Chancellor, it is my pleasure to introduce Professor Sir Cary Cooper CBE, Professor of Organisational Psychology and Health, Lancaster University Management School and Chair of the Academy of Social Sciences.
Cary was born in Los Angeles to Ukrainian and Romanian parents. These experiences of immigrant life both in the US and later here in the UK, where he is now a citizen, perhaps help to explain his extraordinary drive, achievements and desire to improve the quality of people’s working lives.
One of his first jobs was as a social worker in the deprived Watts neighbourhood of LA. At the same time he successfully completed an MBA at UCLA. And it was on this course that Cary was first bitten by the behavioural science bug which was to become the focus of all his subsequent research.
It was also at this time that he identified the first of his many research interests. T-Groups (or therapy groups) were at the time a popular intervention which aimed to improve participants’ understanding of themselves and others. Cary’s investigations focused on the effects of such groups on individuals in the workplace. He was encouraged by his UCLA professors to go to the University of Leeds to continue this work with social psychologist Peter B Smith.
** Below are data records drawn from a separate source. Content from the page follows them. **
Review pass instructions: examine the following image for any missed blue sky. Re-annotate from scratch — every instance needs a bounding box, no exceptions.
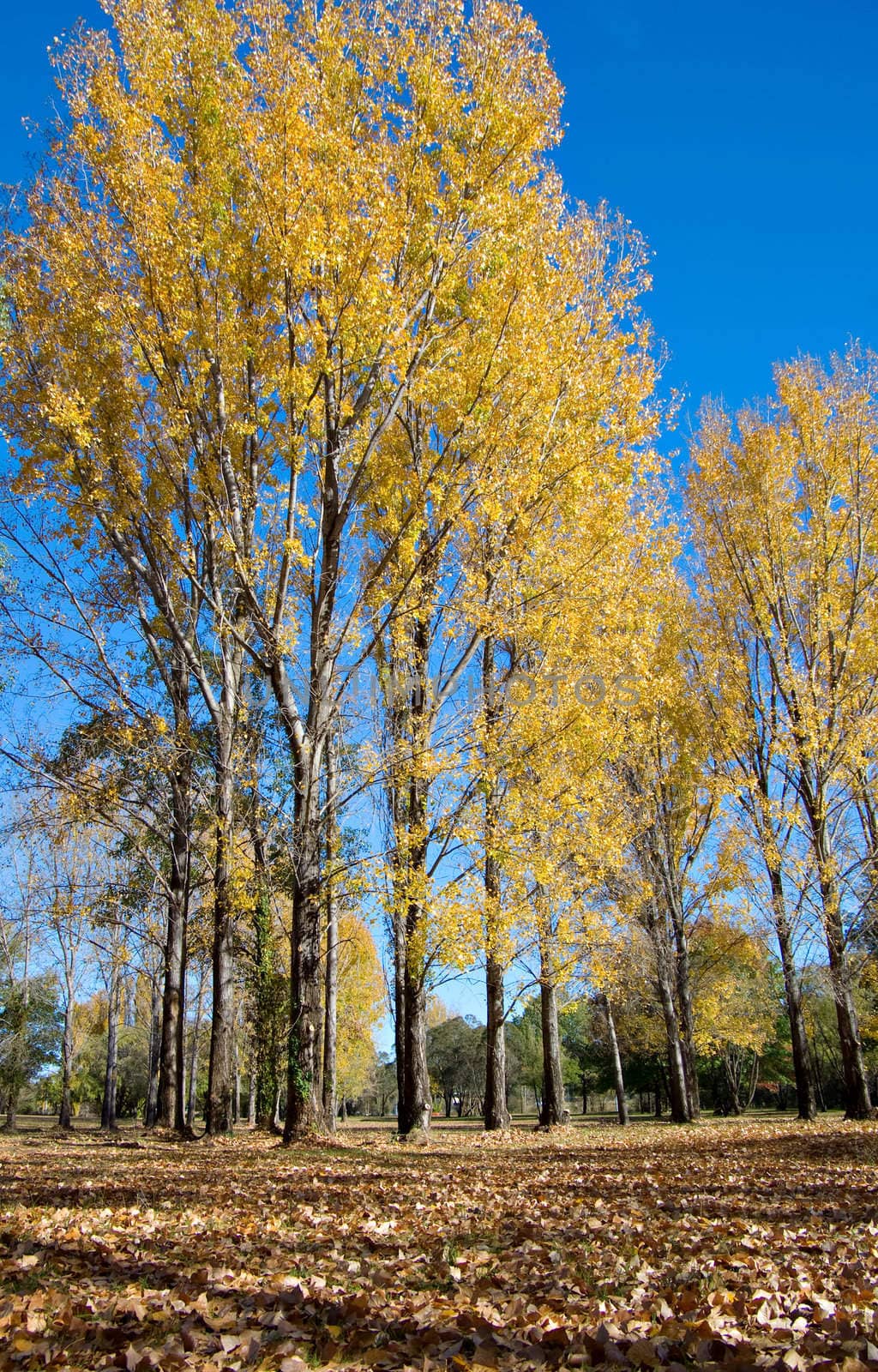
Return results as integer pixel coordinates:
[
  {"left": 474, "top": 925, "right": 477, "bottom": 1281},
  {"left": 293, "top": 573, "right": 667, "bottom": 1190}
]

The move to Leeds was the start of his life-long love of the UK and, in particular, a love of British social values embodied in the National Health Service and the Welfare State. Cary’s early experiences as a social worker in LA had shown him how the absence of such services could have devastating effects on the sick and vulnerable.
He then moved with Peter B Smith to the University of Sussex and then onto another post at the University of Southampton. And it was there that he got a call from the Manchester School of Management at the University of Manchester Institute of Science and Technology. He took a day trip to Manchester for what he thought was going to be an informal chat and a tour of the campus. It turned out to be a very formal interview quickly followed by a job offer. He accepted and moved to Manchester where he soon became, as he continues to be, a loyal supporter of Manchester City, showing yet again his natural empathy for the underdog. He was to remain at UMIST for many years, quickly becoming one of its youngest Professors, taking over as Head of the School of Management and eventually becoming Deputy Vice-Chancellor. And, just a few years ago, the University of Lancaster beckoned with new exciting challenges.
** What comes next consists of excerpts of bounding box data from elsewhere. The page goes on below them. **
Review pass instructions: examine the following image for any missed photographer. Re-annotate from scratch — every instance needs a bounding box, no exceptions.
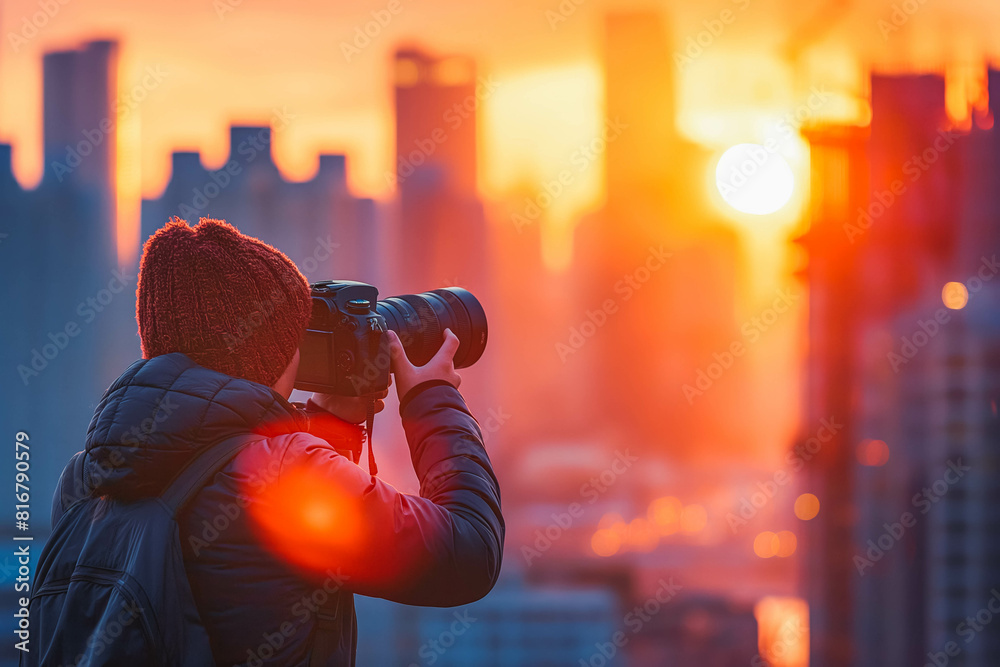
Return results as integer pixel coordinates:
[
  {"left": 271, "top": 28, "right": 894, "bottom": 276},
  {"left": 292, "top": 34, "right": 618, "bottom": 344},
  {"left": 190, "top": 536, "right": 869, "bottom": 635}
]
[{"left": 43, "top": 218, "right": 504, "bottom": 665}]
Cary already has several connections to the University of Bath and the School of Management having been one of our external examiners and co-authoring one of the first of his many books with Iain Mangham who was a Professor in the School for many years. Since that time he has published or edited over 160 books and many hundreds of journal articles on topics including group processes, mergers, women at work, well-being and stress.
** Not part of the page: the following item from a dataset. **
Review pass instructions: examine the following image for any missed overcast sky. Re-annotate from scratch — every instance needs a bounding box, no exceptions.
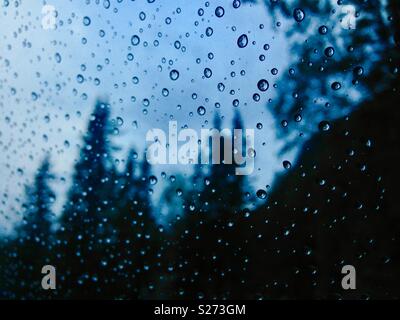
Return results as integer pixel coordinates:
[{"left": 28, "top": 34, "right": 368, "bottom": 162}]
[{"left": 0, "top": 0, "right": 296, "bottom": 231}]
As important as this research has been in terms of adding to the body of social science knowledge about behaviour at work this has never been enough for Cary. He believes passionately that our research should be used to help and improve the well-being of individual workers, organisations and communities. As an enthusiastic and effective communicator, translator and disseminator of research findings, his writing, media work and presentations have reached out not only to managers and practitioners but also to governments, policy-makers and the general public. He is also a prolific user of Twitter having posted over 11,000 tweets and attracting as many followers.
Cary is also a builder. Throughout his career he has helped to create journals, book series and professional bodies – in particular the British Academy of Management. Outside academia, as a social entrepreneur, he has helped to build institutions which promote social and management science for the public good – most notably as a former Chair of the Sunningdale Institute as part of the National School of Government and currently in his role as Chair of the Academy of Social Sciences.
Chancellor, I present to you Cary Cooper who is eminently worthy to receive the degree of Doctor of Laws, honoris causa.